The press conference was attended by Jerry Nadler, Debbie Wasserman-Schultz, John Conyers, Mike Quigley, Maxine Waters, Shiela Jackson-Lee and others. Since the every Representative in the Republican House majority is anti-choice, and since there are probably dozens of anti-choice Democrats that will join them, HR3 will assuredly pass the House.
In the Senate, Harry Reid is anti-choice and has been rolled by Mitch McConnell and the Republicans at every turn. Moreover, procedure in the Senate is much more amenable to minority priorities. Abortion supporters are hopeful, but nobody is saying with any degree of certitude that HR3 will die in the Senate.
With that in mind, I decided to ask the people in the room if they were willing to withhold their support from the President if he signed the bill if it reached his desk. Nadler dodged the question, saying it was premature. I pointed out that there was a reason he called the press conference: that he didn't wan't to see this bill become law. He stayed silent on the President.
Soon afterward, the press conference ended. I approached Nancy Keenan, President of National NARAL. I asked her if this bill was important enough for NARAL to tell Obama they'd sit out the election if Obama signed it. She said she has confidence in the President and his pro-choice commitment. I pointed out Stupak and the Executive Order the President issued after the health care bill passed.
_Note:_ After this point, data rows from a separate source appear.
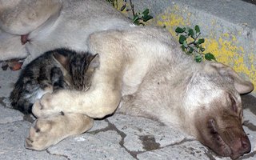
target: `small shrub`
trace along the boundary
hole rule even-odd
[[[216,61],[214,54],[210,52],[204,53],[205,48],[202,44],[205,42],[205,39],[200,38],[201,31],[198,25],[194,26],[194,29],[177,27],[175,32],[177,35],[179,35],[178,42],[182,50],[189,55],[193,55],[197,62],[201,62],[203,59]]]

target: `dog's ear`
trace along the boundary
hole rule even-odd
[[[242,94],[248,94],[254,90],[254,85],[241,78],[232,68],[219,62],[210,62],[206,66],[206,70],[217,70],[222,77],[227,76],[233,80],[236,90]]]

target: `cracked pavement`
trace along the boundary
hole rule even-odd
[[[10,108],[8,97],[20,71],[0,70],[0,159],[230,159],[217,156],[193,137],[144,118],[114,114],[88,132],[43,151],[24,147],[31,118]],[[256,98],[242,96],[244,129],[256,159]]]

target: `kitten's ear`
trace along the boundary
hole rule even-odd
[[[98,54],[96,54],[91,58],[88,68],[95,69],[98,67],[99,67],[99,55]]]
[[[70,58],[66,56],[64,56],[58,52],[54,52],[53,54],[54,59],[61,64],[65,70],[70,70]]]

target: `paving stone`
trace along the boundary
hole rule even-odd
[[[171,127],[144,118],[115,114],[108,120],[126,135],[124,146],[130,151],[155,150],[178,143],[187,136]]]
[[[134,159],[120,145],[122,137],[114,130],[97,134],[84,134],[68,138],[48,149],[52,154],[69,159]]]
[[[95,120],[94,122],[93,127],[88,132],[94,132],[96,130],[103,130],[104,128],[108,127],[109,123],[104,120]]]
[[[30,123],[19,121],[0,124],[0,159],[66,159],[61,155],[49,154],[46,151],[34,151],[24,147],[25,138]]]
[[[182,159],[198,160],[210,159],[207,156],[208,150],[197,141],[187,142],[180,145],[166,146],[161,150],[145,152],[138,154],[140,160],[144,159]]]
Keenan continued to defend the President.
It was odd for me to watch several Representatives criticize Republicans in extraordinary terms and demonstrate that they had a full understanding of exactly how pernicious and dangerous HR3 is to women, but then refuse to draw a line in the sand where it matters most: at the President's desk. Either HR3 is atrocious, or it isn't. And if it is as bad as the Members say it is, women like Dana Weinstein are going to want to know why Democrats didn't do everything they could to keep it from becoming law.